Watchdog groups and investigative journalists also have gotten better at pulling back the curtain on “dark money,” Novak said. Nevertheless, she and CRP Political Nonprofits Investigator Robert Maguire detailed how leading tax-exempt groups on both sides of the aisle used multiple techniques in the 2012 elections to obscure their contributors. These included “shape shifting,” or morphing structure repeatedly over the years, operating at times as a 527 political organization, a 501(c)(4) social welfare group or an unrestricted super PAC.

Maguire detailed how a network of high-dollar tax-exempt groups associated with the Koch brothers used multiple pass-through organizations to muddy the money trail. One leading Koch-funded group, the Center to Protect Patient Rights, received millions of dollars in grants only after the money had traveled through a network of wholly owned subsidiaries that the IRS terms “disregarded entities.”

Similarly, a Washington, D.C., social welfare group dubbed the Wellspring Committee funneled money to multiple groups and changed the course of a key environmental ruling in Michigan, said panelist Peter Overby, who covers political money and lobbying for National Public Radio. Overby disclosed the transactions through a joint investigation with the CRP. All told, non-disclosing tax-exempt groups spent some $336 million in the 2012 campaigns, according to the CRP, an exponential increase over previous elections.

Panelists voiced skepticism that the IRS regulations proposed last month will end secrecy in political spending. While money may move away from 501(c)(4) social welfare groups, it is likely to simply shift to other undisclosed avenues, they predicted. At this stage, the proposed IRS regulations apply only to social welfare groups, though the agency has invited comment on whether new restrictions should be extended across the tax-exempt sector.

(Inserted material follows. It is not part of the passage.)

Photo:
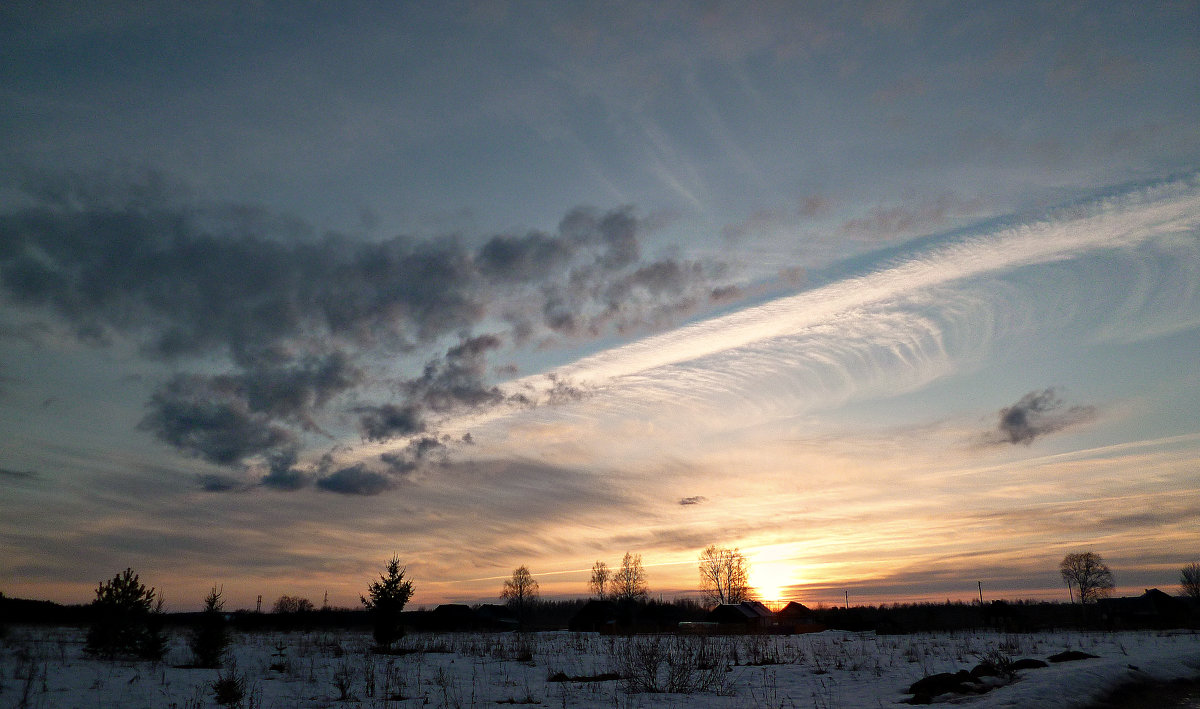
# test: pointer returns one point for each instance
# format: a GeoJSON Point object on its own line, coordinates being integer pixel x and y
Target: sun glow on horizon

Even if 501(c)(5) labor unions and 501(c)(6) trade groups face new rules, too, political players will prove adept at exploring alternatives, tax lawyers on the panel said.

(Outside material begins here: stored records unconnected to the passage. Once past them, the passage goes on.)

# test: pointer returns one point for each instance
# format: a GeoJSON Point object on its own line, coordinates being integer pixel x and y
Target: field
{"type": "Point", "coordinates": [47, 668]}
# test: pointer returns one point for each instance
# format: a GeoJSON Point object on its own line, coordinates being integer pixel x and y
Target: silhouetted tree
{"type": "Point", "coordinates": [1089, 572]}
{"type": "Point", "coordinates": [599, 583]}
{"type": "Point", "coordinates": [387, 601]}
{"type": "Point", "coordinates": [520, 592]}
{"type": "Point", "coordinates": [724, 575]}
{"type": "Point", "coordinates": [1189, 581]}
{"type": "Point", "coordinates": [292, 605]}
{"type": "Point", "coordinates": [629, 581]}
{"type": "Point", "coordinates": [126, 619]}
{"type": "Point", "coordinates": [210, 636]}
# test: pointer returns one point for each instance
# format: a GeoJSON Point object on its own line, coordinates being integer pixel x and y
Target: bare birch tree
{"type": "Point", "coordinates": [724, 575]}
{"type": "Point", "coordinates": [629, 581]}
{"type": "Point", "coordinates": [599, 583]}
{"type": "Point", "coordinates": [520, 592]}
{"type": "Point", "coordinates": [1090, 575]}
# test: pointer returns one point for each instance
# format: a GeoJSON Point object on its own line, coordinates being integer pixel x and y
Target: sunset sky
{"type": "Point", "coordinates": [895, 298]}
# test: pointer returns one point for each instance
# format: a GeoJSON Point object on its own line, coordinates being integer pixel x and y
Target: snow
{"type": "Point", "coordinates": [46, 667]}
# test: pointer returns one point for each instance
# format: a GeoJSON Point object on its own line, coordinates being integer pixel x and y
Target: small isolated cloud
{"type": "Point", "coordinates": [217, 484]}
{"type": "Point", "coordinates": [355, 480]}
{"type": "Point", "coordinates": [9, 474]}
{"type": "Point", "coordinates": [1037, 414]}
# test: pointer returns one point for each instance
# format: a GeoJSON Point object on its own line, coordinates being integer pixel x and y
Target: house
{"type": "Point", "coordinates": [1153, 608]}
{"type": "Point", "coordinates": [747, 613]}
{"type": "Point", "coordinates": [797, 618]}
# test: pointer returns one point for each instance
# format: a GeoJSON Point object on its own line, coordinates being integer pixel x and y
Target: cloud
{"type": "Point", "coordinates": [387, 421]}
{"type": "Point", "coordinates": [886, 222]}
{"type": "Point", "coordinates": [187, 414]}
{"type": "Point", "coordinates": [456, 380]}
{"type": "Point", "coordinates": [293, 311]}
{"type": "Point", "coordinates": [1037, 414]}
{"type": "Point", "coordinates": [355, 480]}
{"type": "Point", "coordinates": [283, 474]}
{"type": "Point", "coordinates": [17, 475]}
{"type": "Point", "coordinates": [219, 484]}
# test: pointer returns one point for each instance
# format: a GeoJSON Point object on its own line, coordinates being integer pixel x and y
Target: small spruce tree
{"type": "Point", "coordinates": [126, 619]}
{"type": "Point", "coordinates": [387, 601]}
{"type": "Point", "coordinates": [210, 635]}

GOP tax attorney Jan Witold Baran, a partner at Wiley Rein, noted that following 2002, when Congress banned the unrestricted “soft money” collected by the political parties, spending by the political organizations known as 527 groups spiked to about $440 million — just a little less than the $500 million or so that the national parties had collectively raised and spent before the ban.

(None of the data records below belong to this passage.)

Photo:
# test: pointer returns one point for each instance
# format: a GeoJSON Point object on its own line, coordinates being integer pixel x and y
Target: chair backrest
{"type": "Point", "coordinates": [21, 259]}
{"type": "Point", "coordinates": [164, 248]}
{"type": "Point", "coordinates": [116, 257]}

“We see that money migrates,” Baran said. “And it migrates as a result of changes in the law,” whether because of congressional legislation or Supreme Court rulings. Indeed, the recent surge in tax-exempt politicking follows hard on the Supreme Court’s 2010 Citizens United v. Federal Election Commission ruling to deregulate independent political spending.

But if social welfare groups are now the vehicle of choice for political players intent on operating in the dark, such organizations may already be falling out of favor. The new “dark money” flavors of the month may soon include 501(c)(6) trade associations, trusts, limited liability corporations, for-profit corporations set up for the purpose of making independent campaign expenditures or even veterans groups, the panelists predicted.

“When are veterans organizations going to be used as the new vehicle,” mused Donald Tobin, a business law professor at Ohio State University’s Moritz College of Law. Such groups may raise tax-deductible contributions, he said, and are free to engage in electioneering communications.

Tobin commended the IRS for opening “a dialogue that needs to be had.” But he added: “In the end, I have to say I’m not sure it’s going to make any difference.”